Die Inszenierung ist sehenswert. Die Regie Amélie Niermeyers zeigt das Personal des 1887 uraufgeführten Stücks als Menschen von heute; doch nur durch Figurenzeichnung, nicht durch Aktualisierungsmätzchen. Vor allem aber: Sie trifft auf ihre Weise das Geheimnis aller Tschechow-Stücke, jenes Etwas zwischen Tragischem und Komischem, genau. Hier sehen wir eine Aufbaugesellschaft (die der 50er Jahre, die von heute), also eine, die die innere Leere besonders tüchtig mit Betriebsamkeit kaschiert. Götz Schulte als Iwanow könnte statt eines verarmten Gutsherrn auch ein Manager sein, dem Megabusiness die Fähigkeit zu Empathie, Freundschaft, Freude, Liebe ausgelöscht hat. Nirgendwo ist Raum, Weite, Entwicklungsmöglichkeit, dafür umso mehr Geschwindigkeit; der große Lebens-Vorhang, der auf der allseits offenen Bühne (Stefanie Seitz) hängt, wird hin- und her-, vor und zurückgeschoben, aber geht nie auf. Christiane Paul spielt Iwanows todkranke und betrogene Gattin Anna als eine einstmals, ja im Grunde immer noch autarke Frau, die sich erstaunt dagegen wehrt, überflüssig werden zu sollen, körperlos. Aber welche Mittel hat sie schon? Bloß das leuchtende Lächeln, das sie probiert und probiert.

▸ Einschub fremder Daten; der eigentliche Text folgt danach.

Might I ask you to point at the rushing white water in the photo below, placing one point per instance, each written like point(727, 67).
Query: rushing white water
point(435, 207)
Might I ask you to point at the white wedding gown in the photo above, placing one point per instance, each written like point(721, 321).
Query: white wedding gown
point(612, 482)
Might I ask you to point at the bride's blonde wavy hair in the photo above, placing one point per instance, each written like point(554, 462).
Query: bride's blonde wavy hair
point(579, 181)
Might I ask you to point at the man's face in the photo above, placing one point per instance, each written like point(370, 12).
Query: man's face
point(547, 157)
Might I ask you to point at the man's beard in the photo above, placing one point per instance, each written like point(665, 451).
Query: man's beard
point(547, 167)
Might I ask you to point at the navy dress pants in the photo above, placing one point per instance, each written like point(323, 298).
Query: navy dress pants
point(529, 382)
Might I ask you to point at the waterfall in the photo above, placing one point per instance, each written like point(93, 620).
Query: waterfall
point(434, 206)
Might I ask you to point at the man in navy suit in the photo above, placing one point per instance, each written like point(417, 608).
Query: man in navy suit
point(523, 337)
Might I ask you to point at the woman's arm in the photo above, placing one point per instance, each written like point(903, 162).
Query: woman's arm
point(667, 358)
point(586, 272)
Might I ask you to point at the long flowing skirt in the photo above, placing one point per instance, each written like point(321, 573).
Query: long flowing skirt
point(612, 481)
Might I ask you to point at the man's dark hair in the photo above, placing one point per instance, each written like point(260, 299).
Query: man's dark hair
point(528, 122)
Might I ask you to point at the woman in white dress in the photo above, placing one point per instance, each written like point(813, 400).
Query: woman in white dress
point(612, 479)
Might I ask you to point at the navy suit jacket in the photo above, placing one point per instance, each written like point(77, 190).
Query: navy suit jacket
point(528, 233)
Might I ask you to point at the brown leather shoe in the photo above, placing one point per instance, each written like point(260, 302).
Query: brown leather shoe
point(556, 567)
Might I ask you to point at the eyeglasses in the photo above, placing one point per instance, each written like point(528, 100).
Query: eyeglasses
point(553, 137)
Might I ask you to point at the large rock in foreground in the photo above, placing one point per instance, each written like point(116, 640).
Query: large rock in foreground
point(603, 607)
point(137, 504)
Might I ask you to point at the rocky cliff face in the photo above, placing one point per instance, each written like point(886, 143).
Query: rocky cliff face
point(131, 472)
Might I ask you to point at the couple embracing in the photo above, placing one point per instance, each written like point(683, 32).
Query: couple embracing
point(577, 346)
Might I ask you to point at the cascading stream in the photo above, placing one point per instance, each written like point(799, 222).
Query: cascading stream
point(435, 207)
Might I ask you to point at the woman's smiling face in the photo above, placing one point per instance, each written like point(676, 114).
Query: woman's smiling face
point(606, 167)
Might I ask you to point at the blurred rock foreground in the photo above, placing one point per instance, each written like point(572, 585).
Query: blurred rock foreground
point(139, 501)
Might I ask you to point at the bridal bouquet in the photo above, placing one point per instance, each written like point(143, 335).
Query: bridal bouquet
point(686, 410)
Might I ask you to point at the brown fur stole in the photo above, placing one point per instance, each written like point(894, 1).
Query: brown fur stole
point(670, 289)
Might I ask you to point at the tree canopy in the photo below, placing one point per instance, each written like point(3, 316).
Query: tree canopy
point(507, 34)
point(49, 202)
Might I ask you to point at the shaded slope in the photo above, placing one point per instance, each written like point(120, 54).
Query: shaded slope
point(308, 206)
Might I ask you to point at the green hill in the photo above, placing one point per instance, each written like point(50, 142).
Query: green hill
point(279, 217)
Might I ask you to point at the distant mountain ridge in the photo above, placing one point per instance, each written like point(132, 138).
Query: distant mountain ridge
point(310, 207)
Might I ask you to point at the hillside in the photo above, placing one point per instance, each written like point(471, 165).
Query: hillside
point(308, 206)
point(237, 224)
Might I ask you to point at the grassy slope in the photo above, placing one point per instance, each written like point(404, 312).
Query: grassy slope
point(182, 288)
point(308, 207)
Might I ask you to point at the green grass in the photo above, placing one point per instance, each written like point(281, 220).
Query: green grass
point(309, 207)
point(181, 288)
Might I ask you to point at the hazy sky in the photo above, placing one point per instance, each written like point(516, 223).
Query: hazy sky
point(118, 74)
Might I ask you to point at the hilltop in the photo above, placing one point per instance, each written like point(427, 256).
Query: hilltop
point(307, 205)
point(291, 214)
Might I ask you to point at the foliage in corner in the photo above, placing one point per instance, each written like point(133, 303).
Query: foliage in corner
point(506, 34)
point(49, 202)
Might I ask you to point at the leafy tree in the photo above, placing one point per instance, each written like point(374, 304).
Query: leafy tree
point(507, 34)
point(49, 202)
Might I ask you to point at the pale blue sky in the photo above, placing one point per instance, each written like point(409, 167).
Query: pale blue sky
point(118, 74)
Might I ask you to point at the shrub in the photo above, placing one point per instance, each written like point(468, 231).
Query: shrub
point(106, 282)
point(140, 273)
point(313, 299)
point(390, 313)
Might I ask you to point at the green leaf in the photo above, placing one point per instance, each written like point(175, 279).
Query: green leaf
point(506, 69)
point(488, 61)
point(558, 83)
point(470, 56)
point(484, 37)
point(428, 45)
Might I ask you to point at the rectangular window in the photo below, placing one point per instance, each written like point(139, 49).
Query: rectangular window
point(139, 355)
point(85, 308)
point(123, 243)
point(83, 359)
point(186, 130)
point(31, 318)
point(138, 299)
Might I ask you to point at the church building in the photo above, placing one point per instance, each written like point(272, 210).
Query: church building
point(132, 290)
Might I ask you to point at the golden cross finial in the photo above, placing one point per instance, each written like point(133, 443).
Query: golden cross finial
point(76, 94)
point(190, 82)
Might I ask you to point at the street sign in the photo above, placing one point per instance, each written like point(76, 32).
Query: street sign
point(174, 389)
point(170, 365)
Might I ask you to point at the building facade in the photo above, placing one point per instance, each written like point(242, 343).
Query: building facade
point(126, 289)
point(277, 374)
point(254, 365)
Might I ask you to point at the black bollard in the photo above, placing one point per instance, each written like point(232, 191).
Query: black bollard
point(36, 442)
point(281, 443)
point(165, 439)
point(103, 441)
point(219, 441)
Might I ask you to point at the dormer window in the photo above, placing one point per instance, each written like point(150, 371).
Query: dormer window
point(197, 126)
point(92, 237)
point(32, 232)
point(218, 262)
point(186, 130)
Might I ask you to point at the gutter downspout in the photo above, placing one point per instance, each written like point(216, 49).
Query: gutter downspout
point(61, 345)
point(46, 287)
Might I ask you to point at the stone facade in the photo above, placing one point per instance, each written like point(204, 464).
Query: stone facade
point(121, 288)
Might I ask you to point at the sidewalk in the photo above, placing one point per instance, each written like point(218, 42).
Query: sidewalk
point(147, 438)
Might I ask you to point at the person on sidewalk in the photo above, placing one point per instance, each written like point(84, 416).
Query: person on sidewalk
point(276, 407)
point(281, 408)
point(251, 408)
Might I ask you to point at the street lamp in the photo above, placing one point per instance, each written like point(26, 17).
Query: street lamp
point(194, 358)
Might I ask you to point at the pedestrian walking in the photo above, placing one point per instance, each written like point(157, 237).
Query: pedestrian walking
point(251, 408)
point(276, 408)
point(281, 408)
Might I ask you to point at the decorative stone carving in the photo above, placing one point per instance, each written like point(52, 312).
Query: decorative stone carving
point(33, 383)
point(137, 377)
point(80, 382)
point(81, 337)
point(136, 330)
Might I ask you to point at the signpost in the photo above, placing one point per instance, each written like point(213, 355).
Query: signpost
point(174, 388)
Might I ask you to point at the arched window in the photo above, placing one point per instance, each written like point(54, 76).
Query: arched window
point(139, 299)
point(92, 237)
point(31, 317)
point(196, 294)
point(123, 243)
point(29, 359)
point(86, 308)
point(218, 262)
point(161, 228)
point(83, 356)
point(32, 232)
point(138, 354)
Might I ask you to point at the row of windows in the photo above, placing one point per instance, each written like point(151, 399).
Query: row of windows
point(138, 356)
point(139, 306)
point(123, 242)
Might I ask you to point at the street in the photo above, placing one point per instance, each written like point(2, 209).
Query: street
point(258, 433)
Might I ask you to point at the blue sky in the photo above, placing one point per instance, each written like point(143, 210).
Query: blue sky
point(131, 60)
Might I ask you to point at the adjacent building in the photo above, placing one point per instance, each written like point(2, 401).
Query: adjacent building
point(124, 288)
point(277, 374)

Wir treffen die Besitzerin dieses wohlbekannten Lächelns wenige Tage vor der Premiere in einem Düsseldorfer Starbucks-Café, sie kommt von der Betreuung ihres kleinen (zweiten) Kindes, muss eine Stunde später pünktlich zur Probe. Sie entschuldigt sich für die wenige Zeit (»Ich renne nur zwischen Zuhause und Theater hin und her«). Holt den Kaffee. Ist freundlich, offen, vollkommen frei von StarAllüren.
K.WEST: Frau Paul, Sie sind eine beliebte und bekannte Filmschauspielerin. Warum dieser Schritt vom Glamour des Films in die Niederungen des Stadttheaters? Warum tun Sie sich das an?
PAUL (lacht): Das habe ich mich zwischendurch auch manchmal gefragt! Nein, der Grund ist die Herausforderung. Heiner Müllers »Auftrag« 2004 in der Regie von Ulrich Mühe, das war für mich eine wunderbare Erfahrung! Also habe ich gehofft, bald wieder die Chance zum Theaterspielen zu kriegen. Als dann Amélie Niermeyer mich fragte – wir kennen uns aus Los Angeles (unterbricht sich, lacht diebisch): Klingt doch toll, nicht: Wir kennen uns aus Los Angeles! Also, da war ich so angetan, da habe ich zugesagt. Für einen Schauspieler ist es sehr wichtig, sich weiter zu entwickeln, finde ich.
K.WEST: Was ist denn der Reiz des Theaterspielens gegenüber dem Film?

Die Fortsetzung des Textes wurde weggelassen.